A research team at the University of Oklahoma published a study in the journal Advanced Science that presents a new approach to triggering an adaptive immune response.
The study was led by Handan Acar, Ph.D., the Peggy and Charles Stephenson Assistant Professor of Biomedical Engineering in the Gallogly College of Engineering, with collaborators in the Department of Microbiology and Immunology at the OU Health Sciences Center Mark Lang, Ph.D., and Susan Kovats, Ph.D., who is also a researcher at the Oklahoma Medical Research Foundation. Doctoral student Gokhan Gunay is the first author of the paper.
How cell death causes an immune response
It might sound violent, but cell death is an important biological process. Immunogenic cell death occurs when cells are under stress and their membranes are damaged.
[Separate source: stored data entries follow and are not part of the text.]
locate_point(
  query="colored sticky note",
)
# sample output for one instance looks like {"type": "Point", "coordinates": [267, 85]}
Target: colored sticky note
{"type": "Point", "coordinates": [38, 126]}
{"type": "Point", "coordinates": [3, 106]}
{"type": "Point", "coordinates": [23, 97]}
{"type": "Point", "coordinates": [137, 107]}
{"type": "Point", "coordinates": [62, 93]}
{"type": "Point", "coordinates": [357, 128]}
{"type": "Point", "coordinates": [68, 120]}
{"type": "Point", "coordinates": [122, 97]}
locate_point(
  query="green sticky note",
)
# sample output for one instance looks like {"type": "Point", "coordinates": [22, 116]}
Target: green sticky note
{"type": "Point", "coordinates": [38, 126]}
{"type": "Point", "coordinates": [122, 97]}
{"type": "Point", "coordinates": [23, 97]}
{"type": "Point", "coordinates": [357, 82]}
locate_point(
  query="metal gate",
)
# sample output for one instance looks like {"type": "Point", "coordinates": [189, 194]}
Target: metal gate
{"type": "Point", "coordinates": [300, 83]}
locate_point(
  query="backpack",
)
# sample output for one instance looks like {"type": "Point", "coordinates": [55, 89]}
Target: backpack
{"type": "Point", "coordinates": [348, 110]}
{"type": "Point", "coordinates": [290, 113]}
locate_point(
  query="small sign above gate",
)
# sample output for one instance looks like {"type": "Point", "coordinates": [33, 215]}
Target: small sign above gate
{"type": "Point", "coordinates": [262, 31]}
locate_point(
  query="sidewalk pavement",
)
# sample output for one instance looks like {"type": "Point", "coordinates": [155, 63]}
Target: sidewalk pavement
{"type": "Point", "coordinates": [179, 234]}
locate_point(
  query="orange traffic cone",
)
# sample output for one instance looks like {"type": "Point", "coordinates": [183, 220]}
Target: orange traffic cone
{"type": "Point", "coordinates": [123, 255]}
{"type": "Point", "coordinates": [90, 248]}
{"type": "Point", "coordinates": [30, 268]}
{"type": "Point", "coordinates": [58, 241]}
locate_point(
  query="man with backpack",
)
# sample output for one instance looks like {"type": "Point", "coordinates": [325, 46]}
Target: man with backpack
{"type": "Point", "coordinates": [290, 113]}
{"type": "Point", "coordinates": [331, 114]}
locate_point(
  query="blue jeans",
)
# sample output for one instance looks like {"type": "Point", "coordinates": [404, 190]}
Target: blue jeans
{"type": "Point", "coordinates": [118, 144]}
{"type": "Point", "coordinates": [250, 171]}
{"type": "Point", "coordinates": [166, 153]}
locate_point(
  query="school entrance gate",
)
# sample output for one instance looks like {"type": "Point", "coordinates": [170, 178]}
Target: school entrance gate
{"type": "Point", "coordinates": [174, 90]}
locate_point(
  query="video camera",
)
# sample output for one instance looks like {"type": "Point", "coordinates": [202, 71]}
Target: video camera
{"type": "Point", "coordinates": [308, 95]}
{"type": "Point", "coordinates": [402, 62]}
Besides pathogens—microscopic disease-causing organisms—innate immunity is responsive to what scientists call “Damage-Associated Molecular Patterns,” or DAMPs. These so-called “danger molecules” are released from stressed or dying cells to alert the body to impending danger. When under stress, cells induce the DAMPs danger signals to alert the immune system to the location in the body where the stress is being experienced.
“Cell membrane damage can be accidental because of a physical force like a cut or burn or programmed because of a virus or bacteria, and that damage induces DAMPs release,” Acar said. “For example, if there is an infection in a cell, the pathogen might use the resources in the cell and drive its stress and slow death. The stressed cells release signals to the immune system, which also triggers programmed cell death. Depending on the amount of damage and the duration of time the danger signals are being sent, the immune response increases.”
There are two kinds of immune responses, innate and adaptive. Innate immunity offers initial protection to a virus or bacteria that originated outside of a body, but it is not specific. Through this DAMPs response process, the innate immune system absorbs pathogens and teaches cells adaptive immunity. Put another way, adaptive immunity comes from the body learning over time and creating antibodies specific to those pathogens.
Acar’s research team wanted to know how to make a cell stressed enough to release the damage signals that trigger the innate immunity to talk to the adaptive immune response, teaching the immune cells in a similar way to what happens when receiving a vaccine.
Developing a mechanical tool to trigger immune response
The research team applied a methodological framework presented in a previous study to create molecules that can integrate into a cell, aggregate and cause enough stress on its membrane to release the signals that recruits immune cells to its location.
By creating a molecule that can trigger immunogenic cell death intentionally and administering a small part of a pathogen, they are stimulating a process to teach the immune system how to react to a specific bacteria or pathogen, which the researchers believe could have incredible potential for therapeutic applications.
“As engineers, we provide tools for physicians and clinical scientists to create therapeutics, improve diagnostics or otherwise improve patient care,” Acar said. “The peptides we are creating are a kind of mechanical tool—a molecular knife—that is not specific to a protein, so they are effective in all cells, creating this immunogenic cell death and DAMP release. These tools can be used in immunology to understand the effects of the DAMPs in innate and adaptive immunity in a more controlled way.”
Acar explains that therapeutic antibodies provoke a stronger immune response by “marking” the infected cells for destruction by the powerful immune cells, whereas protective antibodies recognize the virus or pathogen, cover it and prevent it from infecting other cells.
“In general, vaccines and adjuvants produce protective antibodies, but cannot produce therapeutic antibodies,” she said. “It is great to protect the body, but if we are exposed to a high amount of virus, they might not be enough. Then, we need the therapeutic antibodies.”
When testing the process with a protein of the influenza virus, the researchers found that after 75 days following one injection and one booster injection, protective and therapeutic antibodies—which can tag the infected cells for immune cell clearance—increased as much as 15 times.
“Most of the adjuvants that are currently available are not able to produce this level of therapeutic antibodies,” Acar said. “What is also exciting is that because the peptides are so tiny, it didn’t produce any antibodies against it, so we can use this method again and again for different viruses. The peptide has a huge potential to be used in cancer immunotherapies or vaccine applications.”
Now the research team is looking to better understand the applications of this process in fighting cancer cells for melanoma and pancreatic and breast cancer, hoping to simulate responses that suggest there may be multiple pathways to achieving positive results from their approach.